January 12, 2023 - TRA Austin -

Texas Attorney General Ken Paxton has joined an Indiana-led cert-stage amicus brief that calls for the U.S. Supreme Court to take up a case that would allow states to set standards and penaltiesvwhen trains block a railroad crossing for an extended period of time.

Paxton is joining with the Indiana request saying that local emergency services can not carry out their duties in a timely manner when blocked by trains.

In State of Ohio v. CSX Transportation, the Ohio Supreme Court recently held that an Ohio “anti-blocking” law that prohibits railroad companies from allowing their stopped trains to block railroad crossings for more than five minutes was preempted by federal law. Texas and other states are arguing that the Ohio Supreme Court is wrong.

Similar cases have popped up across the country, due in large part to two federal laws: the Federal Railroad Safety Act, enacted in 1970, and the Interstate Commerce Termination Act, enacted in 1995. While these two statutes do grant the federal government some authority over the regulation of the railroad industry, the brief that Paxton joined contends that nowhere do they strip power from the states to enact anti-blocking laws.

A news release from the Texas Attorney General's office said "To the serious detriment of communities across the country, some courts have unjustifiably expanded the scope of the two federal laws and allowed blocking to become all too prevalent. Beyond simply being an inconvenience to commuters, blockings have historically imperiled the ability of local emergency services to aid those in need."

A solution to blocked railroad crossings in Texas is to put money into the Rail Relocation and Improvement Fund, according to Texas Rail Advocates. "TxDOT could put overpasses and underpasses in place where there are rail choke-points and crossing issues and this problem would be solved, if state lawmakers will give them the funding", according to TRA President Peter LeCody. "With the current Infrastructure law we have a once-in-a-generation chance to have federal rail grants pick up to 80% of the cost of crossing improvements if we were serious about this issue.
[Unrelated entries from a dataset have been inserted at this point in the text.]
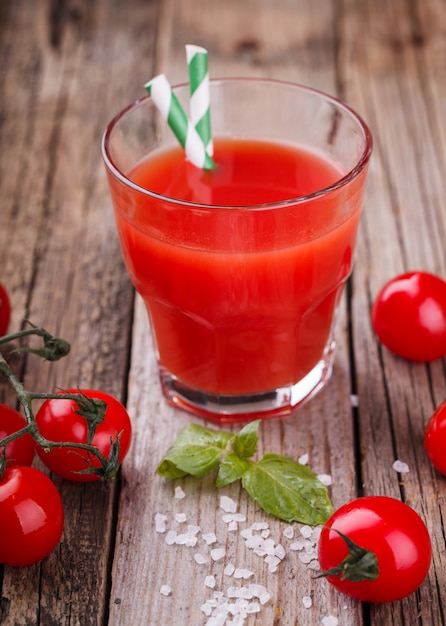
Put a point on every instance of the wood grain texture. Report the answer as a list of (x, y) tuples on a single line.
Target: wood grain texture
[(66, 67)]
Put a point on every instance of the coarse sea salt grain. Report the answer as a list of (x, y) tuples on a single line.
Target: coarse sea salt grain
[(401, 467), (228, 504), (229, 569), (170, 537), (288, 532), (179, 493), (165, 590)]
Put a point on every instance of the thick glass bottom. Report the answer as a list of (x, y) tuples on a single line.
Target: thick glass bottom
[(227, 409)]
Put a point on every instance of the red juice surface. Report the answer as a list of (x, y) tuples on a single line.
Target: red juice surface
[(241, 300)]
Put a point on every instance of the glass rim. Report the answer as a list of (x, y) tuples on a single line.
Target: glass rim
[(353, 173)]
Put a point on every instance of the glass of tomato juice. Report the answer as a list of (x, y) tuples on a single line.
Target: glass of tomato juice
[(241, 267)]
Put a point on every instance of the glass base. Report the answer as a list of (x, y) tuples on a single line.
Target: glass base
[(227, 409)]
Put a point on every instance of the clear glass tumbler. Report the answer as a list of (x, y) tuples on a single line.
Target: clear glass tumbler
[(241, 268)]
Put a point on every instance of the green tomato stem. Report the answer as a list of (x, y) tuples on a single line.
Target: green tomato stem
[(92, 409)]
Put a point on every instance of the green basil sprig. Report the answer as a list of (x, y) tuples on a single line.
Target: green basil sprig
[(280, 485)]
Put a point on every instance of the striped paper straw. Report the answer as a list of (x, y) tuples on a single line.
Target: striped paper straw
[(197, 61), (183, 129)]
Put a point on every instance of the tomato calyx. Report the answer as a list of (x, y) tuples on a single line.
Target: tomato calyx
[(53, 349), (360, 564), (90, 408)]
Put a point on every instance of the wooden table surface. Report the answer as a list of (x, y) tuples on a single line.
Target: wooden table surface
[(66, 67)]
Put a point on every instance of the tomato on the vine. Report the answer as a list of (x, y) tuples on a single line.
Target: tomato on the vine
[(19, 451), (435, 438), (5, 310), (58, 420), (31, 516), (409, 316), (396, 549)]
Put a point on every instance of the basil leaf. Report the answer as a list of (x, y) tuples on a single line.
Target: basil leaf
[(231, 468), (244, 443), (288, 490), (196, 451)]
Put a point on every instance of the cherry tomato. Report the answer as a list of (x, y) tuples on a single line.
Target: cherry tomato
[(391, 530), (435, 438), (31, 516), (57, 420), (409, 316), (5, 311), (21, 450)]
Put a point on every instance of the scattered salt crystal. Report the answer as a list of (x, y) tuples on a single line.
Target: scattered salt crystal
[(217, 620), (160, 523), (269, 546), (273, 562), (288, 532), (200, 559), (325, 479), (243, 573), (306, 531), (193, 529), (279, 551), (179, 493), (330, 620), (229, 569), (170, 537), (165, 590), (217, 554), (400, 467), (228, 504), (253, 607)]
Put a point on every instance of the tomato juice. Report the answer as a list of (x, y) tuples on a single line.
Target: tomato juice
[(242, 267)]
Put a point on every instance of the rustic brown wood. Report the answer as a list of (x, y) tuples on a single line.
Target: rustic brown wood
[(66, 67)]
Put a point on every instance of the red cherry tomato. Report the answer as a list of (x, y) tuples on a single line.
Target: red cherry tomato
[(5, 311), (435, 438), (390, 529), (21, 450), (31, 516), (57, 420), (409, 316)]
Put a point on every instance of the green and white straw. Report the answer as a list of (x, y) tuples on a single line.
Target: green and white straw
[(182, 127), (199, 106)]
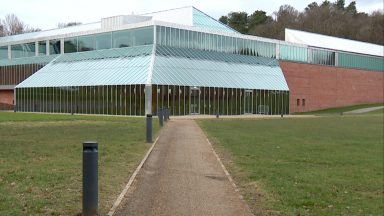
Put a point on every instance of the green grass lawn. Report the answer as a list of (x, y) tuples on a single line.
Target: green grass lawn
[(339, 110), (41, 160), (305, 166)]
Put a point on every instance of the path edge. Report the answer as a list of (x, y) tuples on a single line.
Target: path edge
[(130, 181), (229, 177)]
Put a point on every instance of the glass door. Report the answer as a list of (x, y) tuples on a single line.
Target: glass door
[(195, 94), (248, 102)]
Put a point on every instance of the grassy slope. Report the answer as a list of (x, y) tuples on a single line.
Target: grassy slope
[(339, 110), (311, 166), (41, 160)]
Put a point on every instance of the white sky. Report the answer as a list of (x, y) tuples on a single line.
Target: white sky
[(46, 14)]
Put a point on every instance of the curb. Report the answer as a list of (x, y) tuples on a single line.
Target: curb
[(131, 179)]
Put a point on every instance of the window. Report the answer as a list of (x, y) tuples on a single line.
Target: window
[(103, 41), (23, 50), (70, 45), (122, 39), (143, 36), (42, 48), (54, 47), (3, 52), (86, 43)]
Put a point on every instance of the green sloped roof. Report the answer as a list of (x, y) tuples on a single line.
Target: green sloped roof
[(103, 67), (28, 60), (192, 71), (203, 20), (171, 66)]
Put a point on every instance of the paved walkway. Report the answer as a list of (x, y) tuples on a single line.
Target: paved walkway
[(182, 177), (364, 110)]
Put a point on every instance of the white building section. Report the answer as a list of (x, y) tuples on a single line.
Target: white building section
[(329, 42)]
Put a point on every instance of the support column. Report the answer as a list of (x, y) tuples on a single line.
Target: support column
[(148, 99)]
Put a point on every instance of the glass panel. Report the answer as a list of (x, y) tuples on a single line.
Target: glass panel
[(70, 45), (103, 41), (3, 52), (54, 47), (122, 39), (42, 48), (86, 43), (143, 36), (195, 101), (23, 50)]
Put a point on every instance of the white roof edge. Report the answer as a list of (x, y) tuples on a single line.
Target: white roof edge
[(74, 34), (333, 43)]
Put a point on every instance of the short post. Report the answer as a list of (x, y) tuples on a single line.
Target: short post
[(161, 117), (168, 113), (165, 114), (149, 128), (90, 181)]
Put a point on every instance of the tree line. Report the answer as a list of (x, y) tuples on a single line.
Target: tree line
[(334, 19)]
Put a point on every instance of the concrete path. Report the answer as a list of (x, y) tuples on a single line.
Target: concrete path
[(182, 177), (364, 110)]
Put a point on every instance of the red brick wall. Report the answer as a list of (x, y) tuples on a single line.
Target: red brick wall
[(324, 87)]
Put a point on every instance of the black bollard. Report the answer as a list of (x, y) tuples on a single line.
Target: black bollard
[(165, 112), (168, 113), (149, 128), (90, 181), (161, 117)]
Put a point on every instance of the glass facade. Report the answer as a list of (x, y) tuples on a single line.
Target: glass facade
[(86, 43), (54, 47), (181, 38), (14, 74), (108, 100), (103, 41), (3, 52), (42, 47), (70, 45), (185, 100), (293, 53), (130, 100), (132, 37), (23, 50)]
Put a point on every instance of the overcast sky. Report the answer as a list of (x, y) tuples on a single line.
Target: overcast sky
[(46, 14)]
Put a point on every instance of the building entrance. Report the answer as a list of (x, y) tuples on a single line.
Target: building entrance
[(195, 101), (248, 102)]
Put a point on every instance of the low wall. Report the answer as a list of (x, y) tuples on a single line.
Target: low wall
[(320, 87), (6, 99)]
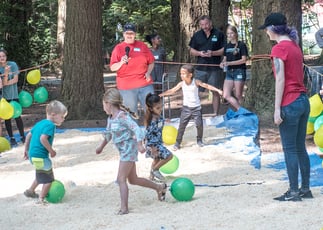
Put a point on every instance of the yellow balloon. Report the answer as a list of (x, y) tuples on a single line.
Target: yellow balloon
[(318, 137), (6, 109), (316, 105), (169, 135), (310, 128), (33, 77)]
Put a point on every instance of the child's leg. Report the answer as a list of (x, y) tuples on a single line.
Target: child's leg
[(197, 116), (33, 186), (124, 171), (184, 119), (44, 191), (31, 191), (135, 180), (161, 162), (8, 127)]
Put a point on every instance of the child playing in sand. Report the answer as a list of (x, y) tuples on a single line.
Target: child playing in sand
[(38, 146), (127, 137), (191, 103), (154, 124)]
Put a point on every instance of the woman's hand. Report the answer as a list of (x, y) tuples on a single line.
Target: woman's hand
[(277, 117)]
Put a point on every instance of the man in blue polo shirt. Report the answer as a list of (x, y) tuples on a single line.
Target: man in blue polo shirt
[(207, 45)]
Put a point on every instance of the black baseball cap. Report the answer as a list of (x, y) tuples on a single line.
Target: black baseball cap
[(274, 19), (129, 27)]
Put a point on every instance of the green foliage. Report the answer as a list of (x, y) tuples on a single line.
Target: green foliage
[(28, 31)]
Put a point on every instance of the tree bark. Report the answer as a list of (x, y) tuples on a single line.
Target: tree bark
[(261, 87), (61, 18), (82, 80), (219, 12)]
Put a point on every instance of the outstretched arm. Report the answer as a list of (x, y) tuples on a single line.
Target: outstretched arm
[(209, 87), (172, 90), (27, 142)]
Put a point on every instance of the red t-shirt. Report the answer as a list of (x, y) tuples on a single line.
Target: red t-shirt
[(132, 75), (291, 54)]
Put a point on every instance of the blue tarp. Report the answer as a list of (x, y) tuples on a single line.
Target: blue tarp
[(244, 123)]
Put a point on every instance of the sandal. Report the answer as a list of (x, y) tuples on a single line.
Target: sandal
[(30, 194), (42, 202), (162, 192), (120, 212)]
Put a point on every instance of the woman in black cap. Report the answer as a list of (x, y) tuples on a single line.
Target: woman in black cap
[(291, 104)]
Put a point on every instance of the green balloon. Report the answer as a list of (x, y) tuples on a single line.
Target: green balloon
[(25, 99), (41, 95), (17, 109), (171, 166), (56, 192), (182, 189)]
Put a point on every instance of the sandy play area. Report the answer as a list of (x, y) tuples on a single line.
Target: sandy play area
[(241, 197)]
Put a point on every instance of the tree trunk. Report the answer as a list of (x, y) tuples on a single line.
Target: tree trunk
[(82, 80), (261, 87), (186, 14), (219, 11)]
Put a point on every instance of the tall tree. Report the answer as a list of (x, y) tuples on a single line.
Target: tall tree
[(219, 13), (261, 88), (82, 85), (61, 18)]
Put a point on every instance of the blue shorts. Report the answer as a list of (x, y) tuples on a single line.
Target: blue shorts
[(214, 78), (44, 171), (236, 75), (133, 96)]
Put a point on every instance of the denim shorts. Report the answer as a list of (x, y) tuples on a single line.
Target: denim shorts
[(236, 75)]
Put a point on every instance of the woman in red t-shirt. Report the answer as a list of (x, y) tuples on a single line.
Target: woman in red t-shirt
[(133, 62), (291, 104)]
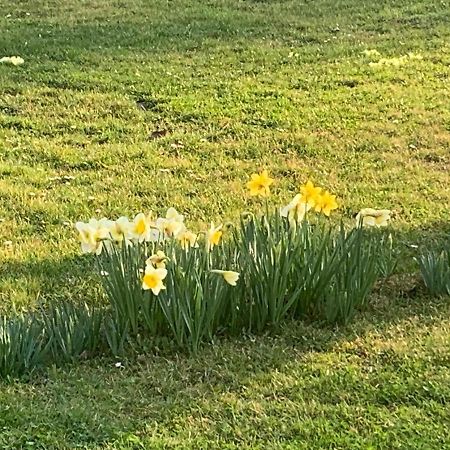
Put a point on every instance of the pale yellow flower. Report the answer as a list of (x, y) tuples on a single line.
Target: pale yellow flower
[(310, 193), (172, 224), (153, 279), (296, 210), (157, 260), (373, 217), (142, 229), (325, 203), (213, 236), (187, 239), (229, 276), (260, 184), (92, 235)]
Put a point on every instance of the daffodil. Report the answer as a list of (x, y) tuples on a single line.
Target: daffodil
[(373, 217), (296, 210), (310, 193), (141, 228), (153, 279), (92, 235), (229, 276), (157, 260), (260, 184), (325, 203), (187, 239), (213, 236)]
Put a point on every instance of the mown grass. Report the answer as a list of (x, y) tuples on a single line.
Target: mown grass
[(233, 86)]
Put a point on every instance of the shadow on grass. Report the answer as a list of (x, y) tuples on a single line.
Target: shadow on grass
[(48, 280), (241, 383)]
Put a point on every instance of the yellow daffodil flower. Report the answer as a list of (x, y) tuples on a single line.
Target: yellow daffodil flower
[(92, 235), (296, 210), (157, 260), (373, 217), (310, 193), (187, 239), (141, 228), (326, 203), (229, 276), (260, 184), (152, 279), (213, 236)]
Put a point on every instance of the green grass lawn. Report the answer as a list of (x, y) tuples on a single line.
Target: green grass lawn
[(137, 105)]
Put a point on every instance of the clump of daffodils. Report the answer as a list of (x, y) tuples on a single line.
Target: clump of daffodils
[(142, 228), (310, 198)]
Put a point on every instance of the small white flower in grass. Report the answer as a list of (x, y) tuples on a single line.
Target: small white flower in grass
[(14, 60), (152, 279), (373, 217), (229, 276), (296, 210), (157, 260)]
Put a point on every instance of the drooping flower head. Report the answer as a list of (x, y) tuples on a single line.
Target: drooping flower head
[(260, 184), (157, 260), (373, 217), (187, 239), (296, 210), (310, 193), (213, 236), (228, 275), (153, 279)]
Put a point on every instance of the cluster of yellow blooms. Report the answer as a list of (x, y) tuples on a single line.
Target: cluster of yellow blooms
[(147, 228), (310, 197), (143, 228)]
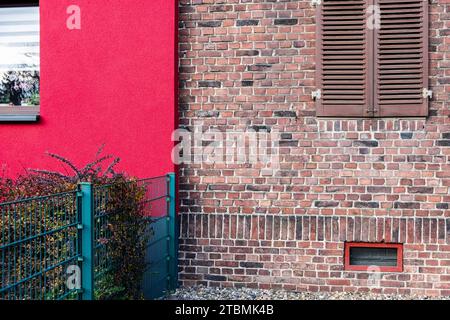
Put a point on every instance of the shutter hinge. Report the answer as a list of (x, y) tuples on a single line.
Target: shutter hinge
[(317, 94), (427, 93)]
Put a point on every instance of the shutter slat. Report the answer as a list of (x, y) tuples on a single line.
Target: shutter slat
[(401, 58), (343, 47)]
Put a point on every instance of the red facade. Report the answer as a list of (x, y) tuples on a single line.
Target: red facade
[(112, 82)]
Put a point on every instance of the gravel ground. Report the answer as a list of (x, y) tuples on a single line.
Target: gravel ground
[(205, 293)]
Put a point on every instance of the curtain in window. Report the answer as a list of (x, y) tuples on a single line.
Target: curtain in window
[(19, 39)]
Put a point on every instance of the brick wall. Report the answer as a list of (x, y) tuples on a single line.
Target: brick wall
[(251, 64)]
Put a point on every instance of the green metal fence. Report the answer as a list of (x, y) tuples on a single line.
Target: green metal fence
[(44, 241)]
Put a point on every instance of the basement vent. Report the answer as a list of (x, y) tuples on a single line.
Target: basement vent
[(373, 257)]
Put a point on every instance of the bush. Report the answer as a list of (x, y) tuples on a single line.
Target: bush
[(122, 235)]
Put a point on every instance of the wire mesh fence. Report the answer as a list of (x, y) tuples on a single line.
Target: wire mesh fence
[(43, 240), (39, 241)]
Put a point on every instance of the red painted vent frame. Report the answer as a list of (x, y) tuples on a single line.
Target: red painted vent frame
[(349, 267)]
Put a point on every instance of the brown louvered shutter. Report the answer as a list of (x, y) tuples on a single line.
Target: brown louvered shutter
[(344, 53), (401, 67), (370, 72)]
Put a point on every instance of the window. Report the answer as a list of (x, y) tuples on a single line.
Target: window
[(19, 61), (369, 256), (372, 58)]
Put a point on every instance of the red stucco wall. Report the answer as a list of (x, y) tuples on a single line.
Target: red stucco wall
[(111, 82)]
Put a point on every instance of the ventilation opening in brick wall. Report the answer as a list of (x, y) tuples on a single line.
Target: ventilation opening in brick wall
[(372, 257)]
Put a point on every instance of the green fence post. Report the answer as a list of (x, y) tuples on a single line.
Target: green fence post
[(173, 232), (87, 236)]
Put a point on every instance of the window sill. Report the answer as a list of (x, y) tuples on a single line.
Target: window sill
[(19, 113)]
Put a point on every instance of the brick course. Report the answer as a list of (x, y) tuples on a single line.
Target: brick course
[(250, 64)]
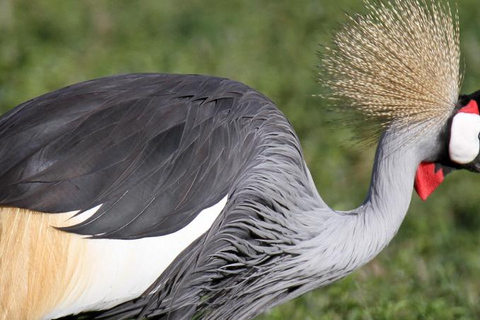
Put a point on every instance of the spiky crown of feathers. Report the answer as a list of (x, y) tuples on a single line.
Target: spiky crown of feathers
[(398, 65)]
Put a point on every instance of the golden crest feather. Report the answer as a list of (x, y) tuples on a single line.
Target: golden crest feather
[(398, 65)]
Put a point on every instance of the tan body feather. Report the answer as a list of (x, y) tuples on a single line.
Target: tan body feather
[(37, 263)]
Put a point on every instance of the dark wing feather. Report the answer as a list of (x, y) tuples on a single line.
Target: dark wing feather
[(153, 149)]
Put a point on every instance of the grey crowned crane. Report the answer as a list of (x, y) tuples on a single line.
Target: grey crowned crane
[(187, 197)]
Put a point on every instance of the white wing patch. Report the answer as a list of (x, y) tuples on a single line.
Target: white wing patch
[(464, 140), (115, 271)]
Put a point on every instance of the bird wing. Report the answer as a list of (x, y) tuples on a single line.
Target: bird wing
[(153, 150)]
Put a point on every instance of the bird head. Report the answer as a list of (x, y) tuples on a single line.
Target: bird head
[(458, 146), (397, 69)]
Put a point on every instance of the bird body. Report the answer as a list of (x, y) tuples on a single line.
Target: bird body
[(187, 196)]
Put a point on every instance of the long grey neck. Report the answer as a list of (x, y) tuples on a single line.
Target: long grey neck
[(389, 195)]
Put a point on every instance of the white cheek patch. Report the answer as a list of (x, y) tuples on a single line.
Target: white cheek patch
[(464, 141)]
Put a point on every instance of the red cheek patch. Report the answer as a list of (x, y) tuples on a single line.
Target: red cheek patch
[(427, 179), (471, 107)]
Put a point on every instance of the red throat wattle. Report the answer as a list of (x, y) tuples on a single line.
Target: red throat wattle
[(427, 179)]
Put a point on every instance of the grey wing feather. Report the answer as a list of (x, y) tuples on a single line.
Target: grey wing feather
[(153, 149)]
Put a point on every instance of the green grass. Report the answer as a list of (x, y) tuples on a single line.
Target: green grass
[(431, 270)]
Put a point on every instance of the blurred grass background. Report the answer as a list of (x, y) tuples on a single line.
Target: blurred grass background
[(431, 270)]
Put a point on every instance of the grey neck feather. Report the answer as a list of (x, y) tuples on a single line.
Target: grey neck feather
[(349, 239)]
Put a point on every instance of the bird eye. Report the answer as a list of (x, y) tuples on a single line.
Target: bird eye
[(464, 138)]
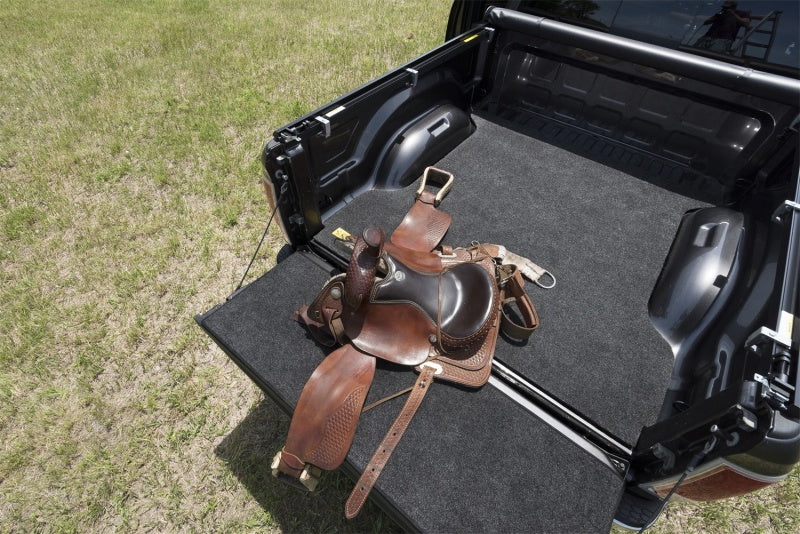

Attorney General Paxton is looking for a band-aid solution with another layer of laws when all it takes is the will of our lawmakers to spend part a miniscule part of our state surplus on these rail crossing issues."

The brief indicated that “In recent years, too many emergency vehicles have arrived too late to save lives; too many EMTs have risked life and limb climbing over trains to reach those in need; too many fires have burned while emergency crews detoured miles out of the way; and too many communities have been bisected for days waiting for train crews to unblock intersections. Blocked grade crossings have serious—sometimes life-threatening—consequences for everyday Americans.”